We feel now quite in the middle of things: in the middle of our preparations, in the middle of our children’s lives, in the middle of our parents’ and other family members’ lives, in the middle of work, and everything is revolving around us. It’s not a selfish position; rather, we realize how connected we actually are when we try to un-connect. And though the connectivity of the modern world makes our ability to disappear all but impossible, there is still an element of separation that we are experiencing with our lives as we have known them over the past 21 years.


Part of that is the sheer number of moving parts involved: having the idea to do this in the first place, listing our house for sale, shopping remotely for a sailboat, buying the boat, selling the house, moving, coordinating with our sons, sharing with our friends, researching the everloving-bejeezums out of the logistics of this endeavor (real nitty-gritty sailboat stuff that I will explore in detail in a later post), and the endless-but-welcomed bon voyage parties.


It all points to a day, the day we get on a plane and fly to Grenada, and after some quarantining, climb aboard our sailboat, S/V Camino.
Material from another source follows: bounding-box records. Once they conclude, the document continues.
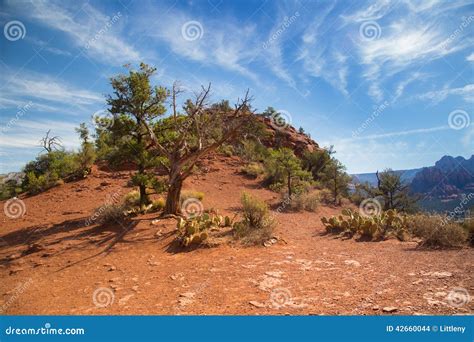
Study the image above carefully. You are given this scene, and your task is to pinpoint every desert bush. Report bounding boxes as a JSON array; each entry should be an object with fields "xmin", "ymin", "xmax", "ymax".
[
  {"xmin": 463, "ymin": 217, "xmax": 474, "ymax": 246},
  {"xmin": 237, "ymin": 139, "xmax": 270, "ymax": 162},
  {"xmin": 234, "ymin": 193, "xmax": 275, "ymax": 245},
  {"xmin": 241, "ymin": 162, "xmax": 265, "ymax": 178},
  {"xmin": 290, "ymin": 190, "xmax": 320, "ymax": 211},
  {"xmin": 408, "ymin": 214, "xmax": 468, "ymax": 248},
  {"xmin": 21, "ymin": 150, "xmax": 83, "ymax": 194},
  {"xmin": 321, "ymin": 209, "xmax": 407, "ymax": 240},
  {"xmin": 180, "ymin": 190, "xmax": 204, "ymax": 202},
  {"xmin": 123, "ymin": 190, "xmax": 140, "ymax": 208},
  {"xmin": 151, "ymin": 197, "xmax": 166, "ymax": 211},
  {"xmin": 92, "ymin": 204, "xmax": 126, "ymax": 224},
  {"xmin": 319, "ymin": 189, "xmax": 334, "ymax": 204},
  {"xmin": 176, "ymin": 213, "xmax": 232, "ymax": 247},
  {"xmin": 217, "ymin": 144, "xmax": 235, "ymax": 157}
]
After that, we just don’t know. Some things are certain: boatwork, sailing instruction, learning about Grenada, enough to keep us busy for six months. But after that…we know nothing.


So we wait out the prism effect, knowing what we don’t know, not knowing what we do. And in the meantime we reacquaint ourselves with the world, just in time to launch through to the end of the crescendo, and into the final sustained chord that fades away, like the end of “A Day in the Life.”